Rate limiting is the process of restricting the number of requests a user or application can send to an LLM API within a specific timeframe. LLM providers enforce this with the purpose of managing resources and preventing abuse.

Since Goose is working very quickly to implement your tasks, you may need to manage rate limits imposed by the provider. If you frequently hit rate limits, consider upgrading your LLM plan to access higher tier limits or configure a provider that has built-in rate limiting:

info

Goose supports automatic setup for both providers that takes you through OAuth account creation and secure API key generation.

  • Tetrate Agent Router: Unified API gateway for AI models including Claude, Gemini, GPT, open-weight models, and others.

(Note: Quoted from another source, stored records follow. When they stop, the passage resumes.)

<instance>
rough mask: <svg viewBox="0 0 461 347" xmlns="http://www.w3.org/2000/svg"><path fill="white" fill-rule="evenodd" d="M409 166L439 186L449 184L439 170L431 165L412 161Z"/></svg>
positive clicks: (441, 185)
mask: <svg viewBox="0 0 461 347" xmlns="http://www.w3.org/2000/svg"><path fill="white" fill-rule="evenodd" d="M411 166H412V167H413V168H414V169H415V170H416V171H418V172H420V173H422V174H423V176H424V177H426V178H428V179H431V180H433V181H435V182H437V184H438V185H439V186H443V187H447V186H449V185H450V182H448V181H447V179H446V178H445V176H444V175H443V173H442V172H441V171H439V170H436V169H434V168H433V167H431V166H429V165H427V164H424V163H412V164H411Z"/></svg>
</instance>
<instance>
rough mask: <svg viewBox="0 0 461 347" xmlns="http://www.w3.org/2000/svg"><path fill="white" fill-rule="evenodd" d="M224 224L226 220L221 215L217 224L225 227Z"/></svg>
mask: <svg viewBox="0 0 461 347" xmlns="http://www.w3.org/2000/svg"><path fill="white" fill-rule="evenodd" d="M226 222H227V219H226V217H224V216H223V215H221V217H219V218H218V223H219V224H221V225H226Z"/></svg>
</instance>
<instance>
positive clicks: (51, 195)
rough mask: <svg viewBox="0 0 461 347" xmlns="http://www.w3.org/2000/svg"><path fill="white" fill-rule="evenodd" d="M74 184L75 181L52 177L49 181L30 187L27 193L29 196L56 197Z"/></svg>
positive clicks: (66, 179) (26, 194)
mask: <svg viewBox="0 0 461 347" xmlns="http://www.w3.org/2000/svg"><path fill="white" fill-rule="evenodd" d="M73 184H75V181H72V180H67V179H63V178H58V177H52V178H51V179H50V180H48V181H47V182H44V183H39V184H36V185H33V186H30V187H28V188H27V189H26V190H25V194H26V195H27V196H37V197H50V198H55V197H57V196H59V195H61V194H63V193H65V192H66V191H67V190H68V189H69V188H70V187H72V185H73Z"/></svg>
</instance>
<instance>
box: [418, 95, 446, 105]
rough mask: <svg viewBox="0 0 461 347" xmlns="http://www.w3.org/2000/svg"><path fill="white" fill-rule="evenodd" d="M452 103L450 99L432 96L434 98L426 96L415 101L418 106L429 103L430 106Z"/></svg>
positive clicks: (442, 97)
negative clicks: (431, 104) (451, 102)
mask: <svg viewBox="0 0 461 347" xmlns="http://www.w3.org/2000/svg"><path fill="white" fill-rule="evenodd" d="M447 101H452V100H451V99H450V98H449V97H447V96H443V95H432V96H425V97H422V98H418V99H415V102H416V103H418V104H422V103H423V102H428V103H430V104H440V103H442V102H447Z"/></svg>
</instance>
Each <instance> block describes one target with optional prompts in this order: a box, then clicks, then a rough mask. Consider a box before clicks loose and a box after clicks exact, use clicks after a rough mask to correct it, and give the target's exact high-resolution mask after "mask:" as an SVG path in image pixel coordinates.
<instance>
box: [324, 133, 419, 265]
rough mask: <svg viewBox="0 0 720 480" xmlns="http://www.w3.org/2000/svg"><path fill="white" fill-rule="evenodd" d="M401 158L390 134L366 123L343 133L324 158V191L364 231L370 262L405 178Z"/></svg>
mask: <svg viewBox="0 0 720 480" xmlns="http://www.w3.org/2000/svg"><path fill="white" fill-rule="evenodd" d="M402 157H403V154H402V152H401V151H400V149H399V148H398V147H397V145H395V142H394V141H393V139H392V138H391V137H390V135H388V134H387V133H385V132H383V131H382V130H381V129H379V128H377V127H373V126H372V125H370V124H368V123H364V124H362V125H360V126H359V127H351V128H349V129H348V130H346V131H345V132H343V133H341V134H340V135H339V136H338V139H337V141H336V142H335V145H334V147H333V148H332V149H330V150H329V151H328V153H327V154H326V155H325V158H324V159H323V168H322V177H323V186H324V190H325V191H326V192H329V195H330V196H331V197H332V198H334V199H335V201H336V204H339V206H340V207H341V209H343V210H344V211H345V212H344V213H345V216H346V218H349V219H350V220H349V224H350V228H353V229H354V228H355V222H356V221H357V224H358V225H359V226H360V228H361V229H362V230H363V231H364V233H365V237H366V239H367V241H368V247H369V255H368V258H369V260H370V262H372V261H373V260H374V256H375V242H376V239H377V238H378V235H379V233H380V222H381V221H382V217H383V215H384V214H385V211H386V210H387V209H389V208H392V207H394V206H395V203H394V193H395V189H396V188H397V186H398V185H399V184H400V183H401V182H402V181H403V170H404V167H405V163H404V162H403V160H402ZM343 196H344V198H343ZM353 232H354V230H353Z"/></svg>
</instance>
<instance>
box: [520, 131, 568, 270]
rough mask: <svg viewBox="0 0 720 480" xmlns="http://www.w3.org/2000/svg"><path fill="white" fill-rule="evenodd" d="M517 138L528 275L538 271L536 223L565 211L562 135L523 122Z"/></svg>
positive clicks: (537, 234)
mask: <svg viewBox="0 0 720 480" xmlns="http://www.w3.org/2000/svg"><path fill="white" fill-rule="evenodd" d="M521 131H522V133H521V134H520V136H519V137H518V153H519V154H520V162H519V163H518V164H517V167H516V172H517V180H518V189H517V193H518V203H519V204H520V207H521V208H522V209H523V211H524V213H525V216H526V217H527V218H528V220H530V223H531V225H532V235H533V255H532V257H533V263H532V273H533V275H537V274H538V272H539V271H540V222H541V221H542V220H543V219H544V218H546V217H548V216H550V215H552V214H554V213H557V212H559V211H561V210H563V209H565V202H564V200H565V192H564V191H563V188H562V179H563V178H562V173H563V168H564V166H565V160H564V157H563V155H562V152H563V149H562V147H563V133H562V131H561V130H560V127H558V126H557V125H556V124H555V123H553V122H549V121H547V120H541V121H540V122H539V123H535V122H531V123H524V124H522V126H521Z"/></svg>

The developer's shortest path to models with enterprise-grade routing, built-in rate limiting, and automatic failover.

    Manage your account at router.tetrate.ai.

  • OpenRouter: Provides a unified interface for LLMs that allows you to select and switch between different providers automatically - all under a single billing plan. With OpenRouter, you can utilize free models or purchase credits for paid models.

    Manage your account at openrouter.ai.

When Goose sends your requests through one of these providers, the provider will automatically switch models when necessary to avoid interruptions due to rate limiting.